# New Holland TT60A or John Deer 5055E?



## Aranon

Blue or Green? Both are 4-wheel drive with front end loaders. Loader on JD is JD, on NH its a bush-hog loader. Both quick attach. 

John Deer is $1,500 more but got more gears. JD= 9F/3R SyncShuttle and the NH= 8F/2R Constant Mesh.

JD has turbo which could be more torque but maybe they are using a smaller engine and forcing the turbo to make it a bigger engine. And the Turbo is something else to go out. The NH is natural which means it is probably a bigger engine to start with. JD says it's 55HP with 45 hp to PTO and NH say it's engine is 59 hp with 47 hp to the PTO. But JD is measured at 2400 RPM and NH is measured at 2500 RPM so probably they are closer that it looks.

JD does put out more fluid even at the lower RPM. 11.4 gpm to NH's 10.8. gpm. 

John Deer 4-wheel drive 5055E with loader is $ 25,000.00 the New Holland TT60a 4-wheel drive is $23,500 with the Bush Hog 3545 Loader. Oh, if I wanted to go with the Ansung Loader instead of the Bush Hog, I deduct $1000 so the NH would only be $22,500 which now makes the NH $2,500 cheaper than the John Deere. 

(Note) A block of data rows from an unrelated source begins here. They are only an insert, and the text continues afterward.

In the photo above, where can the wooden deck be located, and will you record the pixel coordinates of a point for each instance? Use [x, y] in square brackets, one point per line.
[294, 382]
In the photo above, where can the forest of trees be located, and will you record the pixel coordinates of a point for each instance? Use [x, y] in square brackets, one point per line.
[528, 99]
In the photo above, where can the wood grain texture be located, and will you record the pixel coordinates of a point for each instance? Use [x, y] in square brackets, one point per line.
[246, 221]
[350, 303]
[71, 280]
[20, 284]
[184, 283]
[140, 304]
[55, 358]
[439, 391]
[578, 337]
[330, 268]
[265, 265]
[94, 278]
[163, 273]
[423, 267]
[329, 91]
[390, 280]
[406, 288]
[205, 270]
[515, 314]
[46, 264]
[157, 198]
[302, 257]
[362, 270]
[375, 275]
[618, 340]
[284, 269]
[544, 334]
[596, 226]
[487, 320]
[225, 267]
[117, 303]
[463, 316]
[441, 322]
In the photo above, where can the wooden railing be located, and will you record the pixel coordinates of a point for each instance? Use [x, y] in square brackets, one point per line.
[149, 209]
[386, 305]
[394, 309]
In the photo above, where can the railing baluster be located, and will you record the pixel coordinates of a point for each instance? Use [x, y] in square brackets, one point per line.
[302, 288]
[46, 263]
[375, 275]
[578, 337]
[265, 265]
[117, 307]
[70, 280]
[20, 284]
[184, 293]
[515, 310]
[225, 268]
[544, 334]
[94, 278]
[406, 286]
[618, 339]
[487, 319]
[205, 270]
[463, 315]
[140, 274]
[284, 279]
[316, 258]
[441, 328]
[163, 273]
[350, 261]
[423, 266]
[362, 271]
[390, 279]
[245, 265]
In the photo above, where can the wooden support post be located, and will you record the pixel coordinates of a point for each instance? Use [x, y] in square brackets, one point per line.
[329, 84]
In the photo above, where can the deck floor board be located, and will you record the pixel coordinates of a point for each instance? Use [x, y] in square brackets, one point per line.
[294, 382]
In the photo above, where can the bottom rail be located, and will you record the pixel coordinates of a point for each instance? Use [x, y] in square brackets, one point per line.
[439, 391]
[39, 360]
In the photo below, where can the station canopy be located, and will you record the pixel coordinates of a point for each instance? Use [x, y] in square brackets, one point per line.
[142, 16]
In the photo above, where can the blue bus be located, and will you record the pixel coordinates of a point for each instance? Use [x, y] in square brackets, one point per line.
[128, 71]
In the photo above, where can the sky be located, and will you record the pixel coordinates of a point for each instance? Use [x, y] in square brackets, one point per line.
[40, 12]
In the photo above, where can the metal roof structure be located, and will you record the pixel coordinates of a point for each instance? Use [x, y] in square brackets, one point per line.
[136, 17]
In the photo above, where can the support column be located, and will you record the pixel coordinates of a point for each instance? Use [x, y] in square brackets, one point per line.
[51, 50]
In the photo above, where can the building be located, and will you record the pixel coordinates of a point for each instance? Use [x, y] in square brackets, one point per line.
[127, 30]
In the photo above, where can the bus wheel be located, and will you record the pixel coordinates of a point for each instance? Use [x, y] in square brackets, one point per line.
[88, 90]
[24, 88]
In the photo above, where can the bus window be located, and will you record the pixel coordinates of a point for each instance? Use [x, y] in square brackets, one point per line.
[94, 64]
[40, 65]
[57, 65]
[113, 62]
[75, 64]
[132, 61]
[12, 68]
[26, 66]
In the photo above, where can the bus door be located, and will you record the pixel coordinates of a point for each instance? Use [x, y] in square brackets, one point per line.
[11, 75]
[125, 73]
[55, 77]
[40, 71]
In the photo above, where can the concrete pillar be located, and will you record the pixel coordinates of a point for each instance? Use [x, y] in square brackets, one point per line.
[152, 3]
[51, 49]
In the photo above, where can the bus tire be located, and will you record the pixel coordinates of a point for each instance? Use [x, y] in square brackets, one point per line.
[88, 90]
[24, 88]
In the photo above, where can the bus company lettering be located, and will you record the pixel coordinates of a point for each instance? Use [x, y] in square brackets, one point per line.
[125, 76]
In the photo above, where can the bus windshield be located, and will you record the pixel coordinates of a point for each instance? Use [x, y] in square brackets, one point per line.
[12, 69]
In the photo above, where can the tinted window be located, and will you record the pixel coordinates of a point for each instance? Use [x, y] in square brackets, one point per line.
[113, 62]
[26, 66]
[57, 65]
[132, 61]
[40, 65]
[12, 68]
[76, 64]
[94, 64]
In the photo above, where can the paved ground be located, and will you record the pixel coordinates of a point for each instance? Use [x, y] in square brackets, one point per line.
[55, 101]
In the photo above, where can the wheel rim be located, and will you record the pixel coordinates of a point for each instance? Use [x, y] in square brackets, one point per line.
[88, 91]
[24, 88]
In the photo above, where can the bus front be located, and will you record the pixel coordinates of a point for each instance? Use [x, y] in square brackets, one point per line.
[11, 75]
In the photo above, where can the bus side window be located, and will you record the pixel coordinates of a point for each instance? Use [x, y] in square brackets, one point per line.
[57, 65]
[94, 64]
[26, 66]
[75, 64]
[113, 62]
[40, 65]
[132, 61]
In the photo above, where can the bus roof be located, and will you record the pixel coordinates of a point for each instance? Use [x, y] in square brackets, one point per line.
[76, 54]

Does anyone have these tractors and which one is better, or are they pretty much dead even. Who likes which and what do you think I will be happier with. I got 35 acres with 18 pasture and the rest with lots of trees on it.


----------



## urednecku

My suggestion: 
Try both & see which one feels best to you, which one your 'instincts' tell you to get. 
As for the loader if you decide on the NH, check & see which one is the best-built, and heaviest-duty. 

Hopefully some others will be along soon with some experience with those models.

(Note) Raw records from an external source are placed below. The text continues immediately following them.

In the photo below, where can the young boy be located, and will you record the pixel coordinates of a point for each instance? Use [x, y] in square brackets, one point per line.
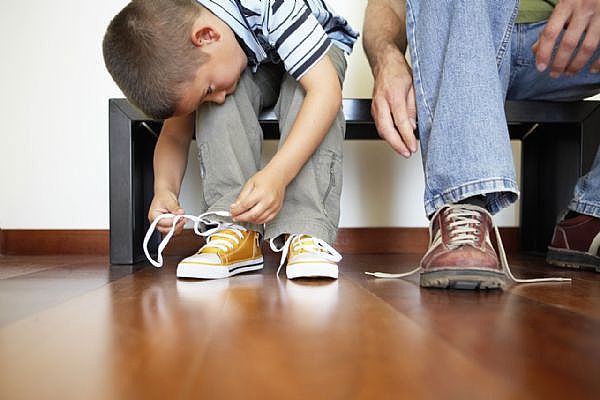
[213, 66]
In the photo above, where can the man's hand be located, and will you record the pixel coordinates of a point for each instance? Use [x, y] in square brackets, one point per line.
[393, 105]
[580, 20]
[261, 198]
[166, 203]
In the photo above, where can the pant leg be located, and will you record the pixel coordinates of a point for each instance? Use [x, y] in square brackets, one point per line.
[229, 138]
[528, 84]
[460, 52]
[312, 200]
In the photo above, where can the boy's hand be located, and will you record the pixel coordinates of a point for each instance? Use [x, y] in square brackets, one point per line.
[166, 203]
[261, 198]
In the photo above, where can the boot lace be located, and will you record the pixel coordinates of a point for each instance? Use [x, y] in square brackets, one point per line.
[464, 230]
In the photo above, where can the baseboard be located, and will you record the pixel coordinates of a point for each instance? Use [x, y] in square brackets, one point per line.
[96, 242]
[46, 242]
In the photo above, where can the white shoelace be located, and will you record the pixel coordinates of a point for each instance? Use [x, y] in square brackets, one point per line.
[309, 244]
[464, 233]
[215, 239]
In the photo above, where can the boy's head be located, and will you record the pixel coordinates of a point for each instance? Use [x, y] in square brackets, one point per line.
[168, 56]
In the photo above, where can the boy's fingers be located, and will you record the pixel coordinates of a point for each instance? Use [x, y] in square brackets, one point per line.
[250, 215]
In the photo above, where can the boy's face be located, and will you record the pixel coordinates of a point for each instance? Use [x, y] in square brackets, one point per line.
[216, 78]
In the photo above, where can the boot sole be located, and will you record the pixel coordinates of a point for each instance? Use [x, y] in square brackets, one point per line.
[468, 279]
[572, 259]
[207, 271]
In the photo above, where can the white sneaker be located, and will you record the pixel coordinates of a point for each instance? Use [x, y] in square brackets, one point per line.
[308, 257]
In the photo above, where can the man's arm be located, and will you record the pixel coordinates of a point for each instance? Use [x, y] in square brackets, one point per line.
[393, 105]
[170, 162]
[262, 196]
[580, 21]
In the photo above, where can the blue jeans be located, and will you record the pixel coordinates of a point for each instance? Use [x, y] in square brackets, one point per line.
[468, 56]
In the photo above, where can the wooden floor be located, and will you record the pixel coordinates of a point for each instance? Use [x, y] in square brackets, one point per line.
[77, 328]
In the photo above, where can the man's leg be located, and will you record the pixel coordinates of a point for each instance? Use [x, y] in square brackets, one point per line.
[576, 240]
[460, 73]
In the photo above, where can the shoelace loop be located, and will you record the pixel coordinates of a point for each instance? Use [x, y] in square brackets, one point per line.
[463, 233]
[220, 242]
[302, 242]
[463, 224]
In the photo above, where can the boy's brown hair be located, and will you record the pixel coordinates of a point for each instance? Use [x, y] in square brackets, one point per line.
[148, 51]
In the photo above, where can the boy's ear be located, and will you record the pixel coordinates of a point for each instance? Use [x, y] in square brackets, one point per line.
[204, 34]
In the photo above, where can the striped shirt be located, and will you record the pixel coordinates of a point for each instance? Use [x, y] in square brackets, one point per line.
[297, 32]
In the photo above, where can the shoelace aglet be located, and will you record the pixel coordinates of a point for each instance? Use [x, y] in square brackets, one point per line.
[385, 275]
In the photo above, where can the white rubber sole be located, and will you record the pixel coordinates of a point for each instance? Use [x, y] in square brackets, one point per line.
[312, 270]
[208, 271]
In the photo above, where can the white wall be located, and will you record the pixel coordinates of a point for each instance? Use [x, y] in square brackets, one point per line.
[54, 138]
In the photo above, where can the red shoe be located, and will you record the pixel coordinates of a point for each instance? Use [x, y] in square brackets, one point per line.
[575, 243]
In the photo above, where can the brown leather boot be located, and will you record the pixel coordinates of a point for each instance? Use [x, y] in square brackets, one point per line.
[460, 254]
[575, 243]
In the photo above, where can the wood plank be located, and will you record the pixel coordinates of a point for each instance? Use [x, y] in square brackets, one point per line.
[151, 335]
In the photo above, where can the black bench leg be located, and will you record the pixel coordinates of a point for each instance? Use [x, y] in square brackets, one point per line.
[131, 187]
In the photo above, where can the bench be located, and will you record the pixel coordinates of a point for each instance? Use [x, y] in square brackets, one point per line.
[559, 142]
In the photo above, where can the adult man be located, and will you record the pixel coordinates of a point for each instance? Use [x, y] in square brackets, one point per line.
[467, 58]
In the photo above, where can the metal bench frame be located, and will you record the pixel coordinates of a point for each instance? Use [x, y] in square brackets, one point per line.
[559, 142]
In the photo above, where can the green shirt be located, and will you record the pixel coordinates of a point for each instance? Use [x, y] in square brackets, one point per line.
[535, 10]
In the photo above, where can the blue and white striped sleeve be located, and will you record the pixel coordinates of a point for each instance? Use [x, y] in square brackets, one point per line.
[296, 35]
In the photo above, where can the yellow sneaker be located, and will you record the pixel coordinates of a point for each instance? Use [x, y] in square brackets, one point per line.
[308, 257]
[227, 252]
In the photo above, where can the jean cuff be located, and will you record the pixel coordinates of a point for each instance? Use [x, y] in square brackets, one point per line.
[500, 193]
[586, 208]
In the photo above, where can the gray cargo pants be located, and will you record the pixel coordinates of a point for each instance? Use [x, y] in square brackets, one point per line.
[229, 140]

Oh yea, welcome to the forum, & good luck on the buy!


----------



## Aranon

I made my decision and bought the Green one. Several things weighed my decision. One was by a freak accident of fate I had to take a detour and drive several miles through the country to get to another highway. On the journey, I saw not one, not two but nine different tractors working or driving down the road that I had to pass. Guess how many of them were green? Eight. One was MF. Was it a hint? Made me think.

The other and main decision was that the John Deere's transmission was better in that I can shift while moving just using the clutch. The New Holland's tranny made you have to stop, change gears and then start off again. On the John Deere you can go forward and then reverse without stopping which will be good when using the bucket/loader. And I like the way the joystick was laid out on the JD. The NH looked like they stuck it up there as an afterthought. 

I got the 5055E, with the 563 loader, the bucket, the MX6 med duty shredder, the fork lift package with 48" forks, the quick attach PTO implement changer over package, and a Knife blade for the bucket and a set of remotes on the back for $28,980.00. Oh, and five John Deer Tee Shirts and a cuzy. I told them the T-shirt thing was a deal breaker. Oh, and the stands for the loader.

All in all, I think I got a pretty good deal. It was the best one I could make. Almost the same price as the NH. Plus think of all the JD stuff I can buy at the tractor house. Key chains, Hats, knifes, baby booties, crib pillows, belt buckles, neckerchiefs, toys, little farms, little tiny tractors and backhoes for the grand kids, etc. You can't say that for the other color.

Thanks for all the input, although I really was looking for more. I really thought several people would have owned both of these, but maybe those are the ones who don't log onto sites like this. 

I pick it up tomorrow after lunch. I get to play with it over the holidays. At least I got my Christmas present. 

Thanks again,

Aranon


----------



## urednecku

Congratulations, Aranon! :tractorsm 
I'm surprised, and disapointed, more people didn't respond to you, too. 
Sounds like you got a good deal. I've always liked JD, but got a lot better deal on the Kubota I now own. 
Be careful, have fun, and 
MERRY CHRISTMAS!!


----------



## MFreund

Congratulations!!! Sounds like you got a great deal!!

I would have recomended the Deere but I am partial to them. The world headquarters is in Moline Ill, a short 20 minute drive from my house!


----------



## JCKRBBTJIM

Congratulations Aranon!! I,too, am partial to green so I didn't feel like I could give you an un-biased opinion. I'm sure you'll be happy with your new tractor. Post some pics when you get a chance. You know we love to see 'em.


----------



## Aranon

Had to get a new ball for the new trailer. 2 =5/16". All my 3/4 and 1 ton trucks were our on jobs so I had to pick it up in my Toyota Tundra. The Mx6 mower stuck out almost 3 feet off the back of my new 20' Kearney Trailer. Man this rig is long.

Was really bouncy bringing it home. Way to much weight for my truck, but it didn't have any problems pulling it at 65. Trailer brakes worked great and the 11" double pistons on the Toyota helped.

Got home around 7 and had to go to a Christmas Party. Now it 7 in the morning and pouring down Rain, and might start snowing it says. Maybe I should have gotten one with a cab with a heater and windshield wipers.
Aranon


----------



## Thomas

Congrats on your new investment...enjoy the seat time Aranon.


----------



## herdsman

Congrats!. I have a TT75A, 2WD, no loader - just used as HP for baling hay...

For the record you don't have to stop to change gears on the TTxxA's. The 1<->2 and 3<->4 are synchronized. The 2<->3 shift is not, but it's not that hard a shift to make even without the synchro's. 

Shuttle sounds nice to have with the loader though!


----------



## ben70b

I am partial to green too but if the two where close in cost the green would b the way to go I think. Think in five years, you may wanna trade off for a newer or larger machine. in my opinion the 5 year old deere will b worth more than the new holland. Anymore you gotta look at resale value when u buy something. Deere's hold value. They are an investment in many ways


----------